In February this year, its chair, Shihab al-Tamimi, died after being shot in Baghdad. Head of the union since 2003, Tamimi had been a critic of the US invasion of Iraq and of the continued occupation of the country by American forces.
Since 2003, such assassinations and kidnappings in Iraq have been rife.
The country is regarded as the most dangerous place in the world for journalists. According to CPJ, 135 journalists have been killed in Iraq since 2003.
While media workers seem to have been a particular target, the Iraqi government refused to acknowledge this, saying that their deaths were a result of the general wave of violence that engulfed the country.
Journalists' union member Husein Fawzi, who writes for several local papers, said that before the recent attacks on journalists, the security situation in Iraq had greatly improved.
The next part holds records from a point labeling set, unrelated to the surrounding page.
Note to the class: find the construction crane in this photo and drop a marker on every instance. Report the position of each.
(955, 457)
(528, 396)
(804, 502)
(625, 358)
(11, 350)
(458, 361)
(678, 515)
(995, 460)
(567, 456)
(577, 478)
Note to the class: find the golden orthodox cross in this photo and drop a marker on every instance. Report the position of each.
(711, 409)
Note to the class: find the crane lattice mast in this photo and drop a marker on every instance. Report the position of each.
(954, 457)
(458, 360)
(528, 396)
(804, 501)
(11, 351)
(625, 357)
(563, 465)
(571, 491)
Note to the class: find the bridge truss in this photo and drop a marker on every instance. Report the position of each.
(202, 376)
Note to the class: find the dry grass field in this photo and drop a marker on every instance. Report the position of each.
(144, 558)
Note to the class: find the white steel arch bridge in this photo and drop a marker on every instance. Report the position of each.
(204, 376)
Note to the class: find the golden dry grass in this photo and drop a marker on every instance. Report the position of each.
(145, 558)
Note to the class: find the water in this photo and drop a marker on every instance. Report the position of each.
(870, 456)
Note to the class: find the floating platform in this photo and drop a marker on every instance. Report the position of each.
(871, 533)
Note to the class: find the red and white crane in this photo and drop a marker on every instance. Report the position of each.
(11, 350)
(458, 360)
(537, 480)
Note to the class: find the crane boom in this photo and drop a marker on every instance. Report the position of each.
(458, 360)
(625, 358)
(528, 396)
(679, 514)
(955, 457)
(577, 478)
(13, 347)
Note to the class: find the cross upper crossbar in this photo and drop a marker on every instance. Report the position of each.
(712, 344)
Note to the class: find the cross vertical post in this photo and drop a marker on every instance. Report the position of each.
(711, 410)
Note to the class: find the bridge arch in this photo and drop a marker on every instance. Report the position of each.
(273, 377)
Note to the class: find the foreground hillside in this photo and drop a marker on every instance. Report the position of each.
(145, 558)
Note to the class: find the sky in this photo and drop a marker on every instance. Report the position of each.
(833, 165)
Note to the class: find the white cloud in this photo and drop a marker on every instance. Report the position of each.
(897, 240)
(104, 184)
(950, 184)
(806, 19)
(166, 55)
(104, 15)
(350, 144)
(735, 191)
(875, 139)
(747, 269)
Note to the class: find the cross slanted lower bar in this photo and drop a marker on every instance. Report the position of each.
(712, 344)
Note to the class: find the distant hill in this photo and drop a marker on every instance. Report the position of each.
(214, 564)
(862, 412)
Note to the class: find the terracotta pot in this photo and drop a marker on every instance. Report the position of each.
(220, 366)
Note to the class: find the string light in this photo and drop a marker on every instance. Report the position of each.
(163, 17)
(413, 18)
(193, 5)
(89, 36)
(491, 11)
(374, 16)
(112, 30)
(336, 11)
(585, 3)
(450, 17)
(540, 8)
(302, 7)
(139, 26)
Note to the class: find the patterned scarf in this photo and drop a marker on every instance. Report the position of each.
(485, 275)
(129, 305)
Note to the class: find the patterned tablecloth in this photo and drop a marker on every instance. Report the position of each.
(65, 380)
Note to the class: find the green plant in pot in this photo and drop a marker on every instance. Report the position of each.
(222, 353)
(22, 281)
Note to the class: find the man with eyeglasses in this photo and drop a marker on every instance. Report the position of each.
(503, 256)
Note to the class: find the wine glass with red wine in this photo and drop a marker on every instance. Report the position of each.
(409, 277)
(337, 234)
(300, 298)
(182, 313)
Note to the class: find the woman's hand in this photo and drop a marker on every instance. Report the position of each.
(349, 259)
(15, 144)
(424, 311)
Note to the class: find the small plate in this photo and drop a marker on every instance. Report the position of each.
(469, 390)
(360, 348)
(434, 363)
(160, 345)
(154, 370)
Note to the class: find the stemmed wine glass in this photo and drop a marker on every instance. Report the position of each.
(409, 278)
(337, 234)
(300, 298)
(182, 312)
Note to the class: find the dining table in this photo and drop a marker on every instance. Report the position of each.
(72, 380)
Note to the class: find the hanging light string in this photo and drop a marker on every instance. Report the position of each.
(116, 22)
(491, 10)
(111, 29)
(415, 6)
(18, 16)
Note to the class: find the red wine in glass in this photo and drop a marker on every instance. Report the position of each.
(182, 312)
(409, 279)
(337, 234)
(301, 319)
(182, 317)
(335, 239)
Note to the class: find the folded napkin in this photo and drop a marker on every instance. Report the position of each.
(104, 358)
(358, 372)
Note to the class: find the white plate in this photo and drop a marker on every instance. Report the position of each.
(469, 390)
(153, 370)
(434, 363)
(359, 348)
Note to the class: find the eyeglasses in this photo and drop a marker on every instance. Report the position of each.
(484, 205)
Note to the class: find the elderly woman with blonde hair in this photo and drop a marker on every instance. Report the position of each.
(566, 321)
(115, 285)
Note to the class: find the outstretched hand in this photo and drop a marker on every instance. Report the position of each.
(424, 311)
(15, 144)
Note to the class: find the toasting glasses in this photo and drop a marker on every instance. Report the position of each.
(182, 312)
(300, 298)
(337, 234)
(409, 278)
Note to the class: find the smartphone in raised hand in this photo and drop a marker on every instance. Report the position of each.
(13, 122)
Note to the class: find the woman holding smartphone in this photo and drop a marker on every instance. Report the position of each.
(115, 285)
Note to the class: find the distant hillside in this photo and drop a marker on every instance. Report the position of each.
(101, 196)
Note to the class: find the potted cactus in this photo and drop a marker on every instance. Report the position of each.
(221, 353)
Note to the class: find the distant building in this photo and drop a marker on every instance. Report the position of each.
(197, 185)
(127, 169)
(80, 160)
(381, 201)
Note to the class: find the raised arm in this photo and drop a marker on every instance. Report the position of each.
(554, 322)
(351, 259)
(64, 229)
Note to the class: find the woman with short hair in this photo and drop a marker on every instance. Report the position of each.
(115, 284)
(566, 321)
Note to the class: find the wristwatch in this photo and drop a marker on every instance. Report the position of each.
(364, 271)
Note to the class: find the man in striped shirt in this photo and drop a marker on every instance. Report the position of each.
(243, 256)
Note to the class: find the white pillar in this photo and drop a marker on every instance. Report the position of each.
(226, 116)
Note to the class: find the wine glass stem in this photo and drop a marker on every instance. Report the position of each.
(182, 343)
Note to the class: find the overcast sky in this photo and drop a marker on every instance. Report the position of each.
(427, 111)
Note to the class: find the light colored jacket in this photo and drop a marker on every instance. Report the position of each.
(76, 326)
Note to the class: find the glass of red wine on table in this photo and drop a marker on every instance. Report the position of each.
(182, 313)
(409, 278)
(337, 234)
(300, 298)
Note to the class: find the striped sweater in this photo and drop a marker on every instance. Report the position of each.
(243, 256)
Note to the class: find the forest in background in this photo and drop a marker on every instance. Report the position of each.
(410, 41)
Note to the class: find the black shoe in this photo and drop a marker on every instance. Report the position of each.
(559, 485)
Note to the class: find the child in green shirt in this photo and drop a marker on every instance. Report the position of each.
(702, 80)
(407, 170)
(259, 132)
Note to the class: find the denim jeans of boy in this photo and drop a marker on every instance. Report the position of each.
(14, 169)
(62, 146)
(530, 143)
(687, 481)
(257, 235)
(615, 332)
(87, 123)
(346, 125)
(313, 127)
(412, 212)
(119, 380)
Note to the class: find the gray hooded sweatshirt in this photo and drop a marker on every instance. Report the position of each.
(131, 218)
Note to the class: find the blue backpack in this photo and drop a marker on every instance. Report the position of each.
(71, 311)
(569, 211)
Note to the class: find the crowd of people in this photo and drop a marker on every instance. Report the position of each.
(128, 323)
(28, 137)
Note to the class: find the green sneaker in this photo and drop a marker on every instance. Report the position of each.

"[Until recently] conditions for journalists and media workers were relatively good, but now we are seriously thinking of quitting our work," said Fawzi.
Rawhi Ahmed, who works as program manager at Radio al-Mahabba, an Iraqi station devoted to women's issues, blamed terrorists and armed groups for the targeting of journalists.
He said that responsibility ultimately lay with the government and security forces for failing to prevent the attacks, and hold the perpetrators accountable.
"If the government investigated the killing of journalists and punished those responsible, things would completely change and the journalists would be safe," he said.
He asserted that politicians do not seem concerned about the safety of media workers, noting that a law to protect journalists is stalled in parliament.
Prime Minister Nuri al-Maliki, who has condemned the killing of journalists but whose government has been criticized for not doing enough to protect them, sent the draft law to parliament. Little is known about the law, which was reportedly presented to the parliament's culture and media committee over the summer, but has not been made public.
"The bill the government presented to parliament guarantees the protection of journalists and considers them an important part of Iraqi society," government spokesman Ali al-Dabbagh told IWPR.
Ziad al-Ajili, who heads the Iraqi media rights group Journalistic Freedom Observatory, JFO, said the legislation would require the government to support the families of journalists who had been killed and would pay for the medical treatment of those who are injured.
Journalists' union member and news editor at Al-Yom Radio Eman al-Khattab said the draft law should have been introduced earlier. She maintained that Tamimi's killing and the recent targeting of the journalist's union were politically-motivated and called for an independent investigation into the recent spike in violence against journalists.
In response to the attacks, the JFO said it has launched a project with the interior ministry to protect journalists by supplying them with maps and giving them escorts when reporting on certain events. The interior ministry will also provide journalists with helmets, flack jackets and first-aid kits.
Ajili said the initiative is part of a larger project being carried out in cooperation with non-governmental organization Iraqi Independent Media to provide better protection and security.
Interior ministry public relations and media office manager Alaa al-Taaee said the ministry was ready to provide everything necessary to support the work of journalists.
"We have a clear vision from the very beginning, and we want to develop it in a project with any organization caring about journalistic affairs. The project is unprecedented at regional and international level," he said.
In a separate initiative, IWPR is soon to launch a safety course for journalists in Iraq, called Safety and Security and Legal Protection. The course will introduce the western model of hostile environment training to journalists in the country. It will also provide training on media law.
Shawkat Al-Bayati is an IWPR-trained journalist in Baghdad.